- Born: Sakina Abbas qızı Aliyeva 15 April 1925 Nakhchivan, Nakhichevan Autonomous Soviet Socialist Republic, Azerbaijan Soviet Socialist Republic
- Died: 6 October 2010 (aged 85)^{[citation needed]} Baku, Azerbaijan
- Other names: Sakina Alieva, Sakina Abbas kyzy Alieva, Sakina Abbas kyzy Aliyeva
- Occupations: stateswoman and politician
- Known for: 1st declaration of secession from the USSR: break-away independence attempt for the Nakhchivan Autonomous Republic

= Sakina Aliyeva =

Azerbaijani-Soviet politician

Sakina Aliyeva (Səkinə Abbas qızı Əliyeva, Алиева, Сакина Аббас кызы 15 April 1925 – 6 October 2010) was an Azerbaijani-Soviet politician. From 1951, she served in various capacities in the Nakhchivan Regional Committee of the Communist Party. In 1963, she was elected Chair of the Presidium of the Supreme Soviet of the Nakhchivan Autonomous Soviet Socialist Republic and served in that capacity until 1990. In January of that year, with the dissolution of the Soviet Union Aliyeva presented the declaration for Nakhchivan to secede from the USSR in protest of the Soviet actions during "Black January". During her career, she was awarded the Order of the October Revolution, the Order of the Red Banner of Labor, and an Honorary Decree of Merit from the Presidium of the Supreme Soviet of the Nakhchivan Autonomous Soviet Socialist Republic.

==Early life==
Sakina Aliyeva, officially Sakina Abbas qızı Aliyeva meaning Sakina daughter of Abbas Aliyeva, was born on 15 April 1925 in Nakhchivan, located in the Nakhichevan Autonomous Soviet Socialist Republic, which was officially part of the Azerbaijan Soviet Socialist Republic to Almaz and Abbas Aliyev. Her father was a laborer and her mother raised the couple's three children — two daughters and a son. She studied at the Nakhchivan Teachers Institute and went on to further her education at the Azerbaijan State University, and Higher Party School, completing her schooling in 1945.

==Career==
As soon as she graduated, Aliyeva joined the Statistical Institute, where she taught in the Soviet system until 1951. Promoted to the Agitprop in that year, she first worked as an instructor in the propaganda department of the Nakhchivan Regional Committee of the Communist Party. She was later promoted to head the department, before being promoted to lead the lecturer's group. In 1958, Aliyeva became the Minister of Education for the Nakhchivan Autonomous Soviet Socialist Republic as a member of the Supreme Soviet of the Soviet Union, serving in that capacity until 1961, when she became the secretary of the Party's Nakhchivan Regional Committee.
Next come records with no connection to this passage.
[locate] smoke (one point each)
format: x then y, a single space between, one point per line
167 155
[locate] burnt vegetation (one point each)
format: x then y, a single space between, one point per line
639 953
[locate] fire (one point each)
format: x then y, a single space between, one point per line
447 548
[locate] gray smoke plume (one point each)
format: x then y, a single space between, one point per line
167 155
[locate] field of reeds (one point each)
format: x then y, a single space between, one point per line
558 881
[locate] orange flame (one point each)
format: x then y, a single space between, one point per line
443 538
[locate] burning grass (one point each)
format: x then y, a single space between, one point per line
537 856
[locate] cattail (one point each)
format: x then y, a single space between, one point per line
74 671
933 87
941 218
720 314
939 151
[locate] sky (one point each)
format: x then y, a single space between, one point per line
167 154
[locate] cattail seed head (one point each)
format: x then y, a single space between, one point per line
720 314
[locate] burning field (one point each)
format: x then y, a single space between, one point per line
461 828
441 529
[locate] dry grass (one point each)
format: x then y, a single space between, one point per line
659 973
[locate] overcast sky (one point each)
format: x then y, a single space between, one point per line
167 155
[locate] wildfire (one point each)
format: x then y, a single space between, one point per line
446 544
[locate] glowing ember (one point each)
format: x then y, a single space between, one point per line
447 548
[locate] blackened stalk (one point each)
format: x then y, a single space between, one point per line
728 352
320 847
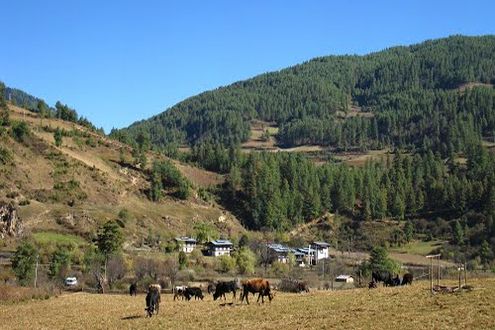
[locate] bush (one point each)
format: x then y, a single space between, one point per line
225 264
245 260
20 131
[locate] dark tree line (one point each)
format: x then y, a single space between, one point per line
406 93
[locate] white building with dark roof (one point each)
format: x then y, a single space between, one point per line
219 247
186 244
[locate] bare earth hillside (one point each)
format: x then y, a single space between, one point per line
89 179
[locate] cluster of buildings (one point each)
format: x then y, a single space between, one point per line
309 255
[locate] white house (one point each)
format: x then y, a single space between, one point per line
320 250
345 278
186 244
219 247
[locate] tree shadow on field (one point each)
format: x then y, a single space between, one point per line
132 317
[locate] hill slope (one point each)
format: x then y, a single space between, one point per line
441 89
87 180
In 1963, Aliyeva was elected as the deputy of the Supreme Soviet of Azerbaijan SSR representing the Nakhchivan Autonomous Republic. That same year, she was elected as Chair of the Presidium of the Supreme Soviet of the Nakhchivan Autonomous SSR In 1964, Aliyeva was simultaneously selected as Deputy Chair of the Presidium of the Supreme Soviet of the Azerbaijan SSR. She was well-known for her focus on improving the status of women and involving more women in Azerbaijani politics, but she also devoted attention to the socio-economic problems of Nakhchivan. She instituted programs to raise the standard of living and address civil protections for the populace of the autonomous republic. In the 1970s and 1980s, she was recognized with multiple awards, including the Order of the October Revolution, the Order of the Red Banner of Labor, and an Honorary Decree of Merit from the Presidium of the Supreme Soviet of the Nakhchivan Autonomous Soviet Socialist Republic.

In 1986, with the assertion of Glasnost policies by Soviet General Secretary Mikhail Gorbachev, ethnic tensions, which had been smoldering between Azerbaijani and Armenian populations for decades, resurfaced when Karabakh separatists saw an opportunity to reorganize the region. Organizing a series of ethnically motivated attacks and demonstrations, the separatists goal was to reclaim Armenian jurisdiction of the Nagorno-Karabakh region, which was within the borders of Azerbaijan. In Azerbaijan, a similar organization emerged to agitate for Azerbaijani sovereignty, the Popular Front. The initial Soviet response was to support the Azerbaijan jurisdiction, as they appeared more loyal to the state. With the dissolution of the Soviet Union, authorities came to believe that backing Armenia in the conflict would promote longer-term fields of influence. Declaring a state of emergency, Soviet troops moved into Baku on 20 January 1990, with the intent of stopping the independence movement from overthrowing the Soviet Azerbaijani government.

In protest to the Soviet actions during "Black January" and their backing of Armenia, as head of the Presidium for the Nakhchivan Autonomous SSR, Aliyeva called a special session of the Supreme Soviet of the Nakhchivan ASSR. After debating the legalities of whether Nakhchivan could secede from the USSR under Article 81 of the Soviet Constitution, the deputies prepared a declaration of independence. Aliyeva signed the first secession proclamation by any territory of the former USSR and presented the declaration of independence on television. The declaration was quickly denounced by Afiyaddin Jalilov, who claimed Aliyeva had only signed the agreement under duress, forced by gunmen. She was forced to resign from her post in March 1990 and was replaced by Jalilov. In 2003, Farida Laman a well-known Azerbaijani writer, wrote Azadlıq carçısı (Herald of Freedom), the biography of Aliyeva's life.

==Death and legacy==
Aliyeva died on 6 October 2010. A few months after her death, a film of her life Очень любим вас (We love you very much) was released by producer Beyugaga Mamedov of the film studio "Salname". In 2015, an event held at the held at Tabriz Hotel in Nakhchivan paid homage to Aliyeva on what would have been her 90th birthday.